## Mordenizing ML Workloads with AWS Sagemaker

### Install and import dependencies

In [1]:
!pip install transformers torch scipy --quiet

In [2]:
import time
import os
import torch
from transformers import AutoModelForSequenceClassification
from transformers import AutoTokenizer
from scipy.special import softmax
import boto3
import sagemaker
from sagemaker.utils import name_from_base

sagemaker.config INFO - Not applying SDK defaults from location: /etc/xdg/sagemaker/config.yaml
sagemaker.config INFO - Not applying SDK defaults from location: /home/ec2-user/.config/sagemaker/config.yaml


### Load Model and tokenizer from pretrained weights

In [4]:
# Build tokenizer and model from pretrained weights
# tokenizer = AutoTokenizer.from_pretrained("model/tokenizer")
# model = AutoModelForSequenceClassification.from_pretrained("model")

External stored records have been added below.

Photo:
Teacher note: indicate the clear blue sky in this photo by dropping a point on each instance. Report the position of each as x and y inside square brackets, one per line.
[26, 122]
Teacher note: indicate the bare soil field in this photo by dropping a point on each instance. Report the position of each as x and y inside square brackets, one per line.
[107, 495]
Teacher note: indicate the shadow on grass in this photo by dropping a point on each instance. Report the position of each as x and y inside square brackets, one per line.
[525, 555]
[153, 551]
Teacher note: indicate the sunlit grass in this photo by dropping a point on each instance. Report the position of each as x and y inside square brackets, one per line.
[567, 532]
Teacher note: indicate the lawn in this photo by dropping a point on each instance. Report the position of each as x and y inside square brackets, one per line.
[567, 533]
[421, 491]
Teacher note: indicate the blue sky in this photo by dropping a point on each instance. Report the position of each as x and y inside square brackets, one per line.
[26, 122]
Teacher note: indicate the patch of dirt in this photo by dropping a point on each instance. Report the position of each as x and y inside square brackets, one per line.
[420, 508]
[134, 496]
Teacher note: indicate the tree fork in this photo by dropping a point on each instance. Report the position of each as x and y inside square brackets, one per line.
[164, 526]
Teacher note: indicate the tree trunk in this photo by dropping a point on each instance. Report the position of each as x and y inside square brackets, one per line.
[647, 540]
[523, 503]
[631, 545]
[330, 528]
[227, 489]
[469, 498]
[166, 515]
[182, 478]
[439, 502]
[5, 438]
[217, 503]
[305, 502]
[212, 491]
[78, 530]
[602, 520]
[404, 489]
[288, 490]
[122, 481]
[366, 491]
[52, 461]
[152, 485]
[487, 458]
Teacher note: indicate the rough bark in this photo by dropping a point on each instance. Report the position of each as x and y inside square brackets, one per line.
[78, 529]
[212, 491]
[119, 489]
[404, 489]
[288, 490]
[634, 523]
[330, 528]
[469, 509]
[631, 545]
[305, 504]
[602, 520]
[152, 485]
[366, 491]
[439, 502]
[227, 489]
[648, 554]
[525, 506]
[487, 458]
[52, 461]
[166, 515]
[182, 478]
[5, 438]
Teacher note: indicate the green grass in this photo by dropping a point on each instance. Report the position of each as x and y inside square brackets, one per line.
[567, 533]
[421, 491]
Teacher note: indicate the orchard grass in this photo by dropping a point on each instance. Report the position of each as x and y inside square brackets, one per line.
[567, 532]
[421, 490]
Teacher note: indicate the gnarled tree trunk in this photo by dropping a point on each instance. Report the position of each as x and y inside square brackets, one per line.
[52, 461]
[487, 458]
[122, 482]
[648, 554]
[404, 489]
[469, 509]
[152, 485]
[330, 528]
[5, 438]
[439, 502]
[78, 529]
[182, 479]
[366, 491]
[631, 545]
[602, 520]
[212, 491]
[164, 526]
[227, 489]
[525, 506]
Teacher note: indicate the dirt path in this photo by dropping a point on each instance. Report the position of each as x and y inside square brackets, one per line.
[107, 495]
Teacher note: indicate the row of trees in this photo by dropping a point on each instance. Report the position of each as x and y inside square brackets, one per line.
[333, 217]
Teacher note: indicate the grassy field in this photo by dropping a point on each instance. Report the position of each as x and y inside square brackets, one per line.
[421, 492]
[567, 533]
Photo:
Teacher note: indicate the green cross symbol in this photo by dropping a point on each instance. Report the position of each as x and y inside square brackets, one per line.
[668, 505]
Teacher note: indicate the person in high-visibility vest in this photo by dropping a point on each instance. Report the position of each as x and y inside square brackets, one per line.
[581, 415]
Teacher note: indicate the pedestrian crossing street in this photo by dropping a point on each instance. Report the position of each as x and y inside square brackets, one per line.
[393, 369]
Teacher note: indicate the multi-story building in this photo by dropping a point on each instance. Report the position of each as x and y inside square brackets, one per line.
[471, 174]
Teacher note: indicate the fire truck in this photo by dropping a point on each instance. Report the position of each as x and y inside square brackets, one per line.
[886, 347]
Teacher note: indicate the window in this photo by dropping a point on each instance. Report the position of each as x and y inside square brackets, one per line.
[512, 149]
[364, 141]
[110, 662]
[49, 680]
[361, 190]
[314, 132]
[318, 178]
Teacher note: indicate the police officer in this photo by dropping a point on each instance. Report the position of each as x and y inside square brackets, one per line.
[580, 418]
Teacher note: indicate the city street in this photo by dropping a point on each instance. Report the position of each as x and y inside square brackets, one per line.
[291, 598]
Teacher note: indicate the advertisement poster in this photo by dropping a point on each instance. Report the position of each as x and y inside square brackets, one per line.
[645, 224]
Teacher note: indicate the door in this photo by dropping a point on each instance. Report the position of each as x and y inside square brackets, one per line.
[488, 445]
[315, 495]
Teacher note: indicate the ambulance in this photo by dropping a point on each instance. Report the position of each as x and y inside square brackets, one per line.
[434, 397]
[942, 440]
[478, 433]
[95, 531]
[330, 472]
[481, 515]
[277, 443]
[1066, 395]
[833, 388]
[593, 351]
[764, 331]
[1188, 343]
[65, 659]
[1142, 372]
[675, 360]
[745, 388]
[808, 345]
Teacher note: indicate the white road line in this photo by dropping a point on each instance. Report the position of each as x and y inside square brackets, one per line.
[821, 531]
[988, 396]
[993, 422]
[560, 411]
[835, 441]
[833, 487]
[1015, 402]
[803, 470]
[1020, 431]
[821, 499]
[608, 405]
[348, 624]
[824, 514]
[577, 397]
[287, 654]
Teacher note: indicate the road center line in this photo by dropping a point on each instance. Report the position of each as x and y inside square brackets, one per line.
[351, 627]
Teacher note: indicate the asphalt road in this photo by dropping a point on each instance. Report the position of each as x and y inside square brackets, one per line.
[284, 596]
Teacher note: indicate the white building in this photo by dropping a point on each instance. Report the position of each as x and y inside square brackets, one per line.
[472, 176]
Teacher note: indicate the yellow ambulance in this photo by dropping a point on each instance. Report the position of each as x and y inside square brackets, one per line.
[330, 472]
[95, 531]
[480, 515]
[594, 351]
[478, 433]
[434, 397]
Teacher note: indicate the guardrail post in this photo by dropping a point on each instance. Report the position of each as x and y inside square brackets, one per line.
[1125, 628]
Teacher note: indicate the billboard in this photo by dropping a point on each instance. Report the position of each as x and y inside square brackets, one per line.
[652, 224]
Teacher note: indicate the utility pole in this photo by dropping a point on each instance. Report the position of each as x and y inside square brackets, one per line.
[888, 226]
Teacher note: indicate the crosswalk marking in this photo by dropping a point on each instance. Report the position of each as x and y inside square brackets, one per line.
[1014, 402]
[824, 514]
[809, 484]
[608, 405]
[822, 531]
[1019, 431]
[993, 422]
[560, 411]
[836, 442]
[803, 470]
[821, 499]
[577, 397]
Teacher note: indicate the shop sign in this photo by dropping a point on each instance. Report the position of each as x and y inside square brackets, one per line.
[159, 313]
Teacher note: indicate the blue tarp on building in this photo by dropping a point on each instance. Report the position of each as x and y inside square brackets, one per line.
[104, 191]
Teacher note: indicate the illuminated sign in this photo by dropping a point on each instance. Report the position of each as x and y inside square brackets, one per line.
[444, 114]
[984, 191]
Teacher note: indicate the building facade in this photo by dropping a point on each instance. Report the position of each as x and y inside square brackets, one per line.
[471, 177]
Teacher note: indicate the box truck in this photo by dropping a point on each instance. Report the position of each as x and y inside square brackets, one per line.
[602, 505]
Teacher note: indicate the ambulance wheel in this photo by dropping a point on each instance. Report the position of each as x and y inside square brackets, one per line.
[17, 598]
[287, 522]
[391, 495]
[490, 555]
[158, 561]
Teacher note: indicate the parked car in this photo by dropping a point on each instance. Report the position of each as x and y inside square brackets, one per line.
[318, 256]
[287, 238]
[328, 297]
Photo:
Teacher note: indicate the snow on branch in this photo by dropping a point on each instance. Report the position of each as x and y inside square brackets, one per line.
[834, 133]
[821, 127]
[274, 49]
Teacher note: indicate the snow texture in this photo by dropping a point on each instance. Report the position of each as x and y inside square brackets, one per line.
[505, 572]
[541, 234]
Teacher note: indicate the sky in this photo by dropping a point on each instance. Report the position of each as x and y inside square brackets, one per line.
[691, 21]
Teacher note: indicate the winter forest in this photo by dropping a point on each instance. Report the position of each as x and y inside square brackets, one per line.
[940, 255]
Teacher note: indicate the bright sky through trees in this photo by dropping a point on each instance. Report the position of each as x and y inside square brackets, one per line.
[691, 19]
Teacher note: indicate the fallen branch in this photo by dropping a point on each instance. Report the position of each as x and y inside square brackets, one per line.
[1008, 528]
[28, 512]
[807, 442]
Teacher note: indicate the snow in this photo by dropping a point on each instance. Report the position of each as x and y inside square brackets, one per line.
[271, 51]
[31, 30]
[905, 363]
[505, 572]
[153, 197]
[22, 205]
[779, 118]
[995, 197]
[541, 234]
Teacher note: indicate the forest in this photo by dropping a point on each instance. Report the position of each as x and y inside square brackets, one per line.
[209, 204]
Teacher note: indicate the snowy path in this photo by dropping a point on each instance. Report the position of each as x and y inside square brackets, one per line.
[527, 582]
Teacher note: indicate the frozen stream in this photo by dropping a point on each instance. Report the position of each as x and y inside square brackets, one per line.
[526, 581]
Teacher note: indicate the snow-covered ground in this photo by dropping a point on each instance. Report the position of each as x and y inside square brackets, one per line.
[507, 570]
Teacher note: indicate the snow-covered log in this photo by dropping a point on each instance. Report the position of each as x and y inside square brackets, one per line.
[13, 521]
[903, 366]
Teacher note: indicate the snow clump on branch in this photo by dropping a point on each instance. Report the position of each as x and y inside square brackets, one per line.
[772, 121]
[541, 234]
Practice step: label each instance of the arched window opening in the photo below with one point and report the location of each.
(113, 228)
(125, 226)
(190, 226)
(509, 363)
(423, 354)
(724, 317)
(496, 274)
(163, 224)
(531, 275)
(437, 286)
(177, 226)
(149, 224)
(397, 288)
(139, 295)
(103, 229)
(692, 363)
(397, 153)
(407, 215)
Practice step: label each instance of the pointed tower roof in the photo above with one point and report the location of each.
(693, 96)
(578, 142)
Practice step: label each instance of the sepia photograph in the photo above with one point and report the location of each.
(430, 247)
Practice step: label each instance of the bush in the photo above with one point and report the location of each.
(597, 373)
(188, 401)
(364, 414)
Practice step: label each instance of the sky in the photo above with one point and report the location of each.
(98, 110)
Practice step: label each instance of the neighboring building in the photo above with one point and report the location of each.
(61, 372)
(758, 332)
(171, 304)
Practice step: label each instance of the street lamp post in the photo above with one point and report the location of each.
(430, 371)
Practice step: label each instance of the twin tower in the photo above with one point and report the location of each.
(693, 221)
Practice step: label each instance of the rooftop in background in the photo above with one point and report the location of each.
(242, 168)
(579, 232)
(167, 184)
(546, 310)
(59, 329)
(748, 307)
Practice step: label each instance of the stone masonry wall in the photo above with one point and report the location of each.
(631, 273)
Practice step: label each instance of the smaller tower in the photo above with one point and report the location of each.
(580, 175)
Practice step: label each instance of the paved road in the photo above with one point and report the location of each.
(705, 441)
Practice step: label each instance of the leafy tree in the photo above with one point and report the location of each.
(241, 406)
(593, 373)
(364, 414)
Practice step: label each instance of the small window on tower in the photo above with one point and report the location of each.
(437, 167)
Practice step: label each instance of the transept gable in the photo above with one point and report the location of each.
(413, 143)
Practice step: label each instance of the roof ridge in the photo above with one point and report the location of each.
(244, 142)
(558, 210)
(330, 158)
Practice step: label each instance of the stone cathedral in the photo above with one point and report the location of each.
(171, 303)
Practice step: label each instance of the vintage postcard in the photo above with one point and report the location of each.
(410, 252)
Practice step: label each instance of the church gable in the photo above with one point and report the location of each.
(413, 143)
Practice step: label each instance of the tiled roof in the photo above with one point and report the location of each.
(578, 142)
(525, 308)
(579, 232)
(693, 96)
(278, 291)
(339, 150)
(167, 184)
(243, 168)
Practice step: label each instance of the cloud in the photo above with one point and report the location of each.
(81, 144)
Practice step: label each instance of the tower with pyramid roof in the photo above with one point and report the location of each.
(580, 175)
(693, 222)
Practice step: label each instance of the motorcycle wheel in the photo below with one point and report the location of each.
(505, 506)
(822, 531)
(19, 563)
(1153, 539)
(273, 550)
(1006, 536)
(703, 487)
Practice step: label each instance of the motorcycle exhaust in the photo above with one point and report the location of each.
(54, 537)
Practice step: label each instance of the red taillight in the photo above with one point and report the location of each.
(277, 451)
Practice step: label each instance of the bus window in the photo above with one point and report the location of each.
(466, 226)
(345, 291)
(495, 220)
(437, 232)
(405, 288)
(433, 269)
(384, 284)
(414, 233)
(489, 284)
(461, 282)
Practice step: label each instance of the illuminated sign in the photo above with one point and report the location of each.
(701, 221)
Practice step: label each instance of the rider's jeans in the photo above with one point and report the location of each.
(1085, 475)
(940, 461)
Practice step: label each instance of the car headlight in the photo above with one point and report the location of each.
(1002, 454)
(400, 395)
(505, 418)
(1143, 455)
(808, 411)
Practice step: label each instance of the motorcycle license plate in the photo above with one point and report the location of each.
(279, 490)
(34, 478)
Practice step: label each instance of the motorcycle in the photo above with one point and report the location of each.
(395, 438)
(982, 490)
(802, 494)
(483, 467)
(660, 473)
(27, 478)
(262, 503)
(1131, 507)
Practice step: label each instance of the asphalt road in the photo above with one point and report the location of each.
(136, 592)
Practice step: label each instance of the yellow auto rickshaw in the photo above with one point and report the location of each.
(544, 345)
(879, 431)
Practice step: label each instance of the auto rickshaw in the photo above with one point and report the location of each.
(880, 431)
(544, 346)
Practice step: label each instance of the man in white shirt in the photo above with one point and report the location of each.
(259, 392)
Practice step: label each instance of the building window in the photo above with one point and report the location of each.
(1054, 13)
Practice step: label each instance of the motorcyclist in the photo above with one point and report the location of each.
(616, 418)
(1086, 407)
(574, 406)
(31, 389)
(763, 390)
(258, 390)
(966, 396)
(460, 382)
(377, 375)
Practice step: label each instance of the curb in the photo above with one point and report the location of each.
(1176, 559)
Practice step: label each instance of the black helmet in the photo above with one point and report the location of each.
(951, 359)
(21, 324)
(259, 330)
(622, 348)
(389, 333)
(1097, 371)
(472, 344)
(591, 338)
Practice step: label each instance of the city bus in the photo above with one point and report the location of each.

### Create a model.tar.gz file to be used by SageMaker endpoint 


In [5]:
# change directory
%cd model

/home/ec2-user/SageMaker/Github/model


In [6]:
# model folder has model.bin & config.json files for the model and a tokenizer folder with tokenizer files
!ls

config.json  pytorch_model.bin	tokenizer


In [7]:
!tar zcvf model.tar.gz *

config.json
pytorch_model.bin
tokenizer/
tokenizer/tokenizer.json
tokenizer/config.json
tokenizer/vocab.json
tokenizer/special_tokens_map.json
tokenizer/tokenizer_config.json
tokenizer/merges.txt
tokenizer/vocab.txt


In [9]:
# model.tar.gz is created with above directory structure
!ls

config.json  model.tar.gz  pytorch_model.bin  tokenizer


In [10]:
# change the directory
%cd ..

/home/ec2-user/SageMaker/Github


### Upload the model to S3

In [11]:
# upload model to S3
role = sagemaker.get_execution_role()
sess=sagemaker.Session()
region=sess.boto_region_name
bucket=sess.default_bucket()
sm_client=boto3.client('sagemaker')

In [12]:
model_key = '{}/model/model.tar.gz'.format('locobuzzmodel')
model_path = 's3://{}/{}'.format(bucket, model_key)
boto3.resource('s3').Bucket(bucket).upload_file('model/model.tar.gz', model_key)
print("Uploaded model to S3:")
print(model_path)

Uploaded model to S3:
s3://sagemaker-ap-south-1-128015641074/locobuzzmodel/model/model.tar.gz


### Define a HuggingFace model and deploy

In [13]:
# define an inference.py file in the code folder
%cat code/inference.py

import os
import json
from transformers import AutoModelForSequenceClassification, AutoTokenizer
import numpy
from scipy.special import softmax

def allot(prediction):
    x = prediction.index(max(prediction))
    if x == 0:
        return "negative"
    elif x == 1:
        return "neutral"
    elif x == 2:
        return "positive"
    else:
        return "unknown"

def model_fn(model_dir):
    """
    Load the model for inference
    """
    model_path = os.path.join(model_dir, 'tokenizer/')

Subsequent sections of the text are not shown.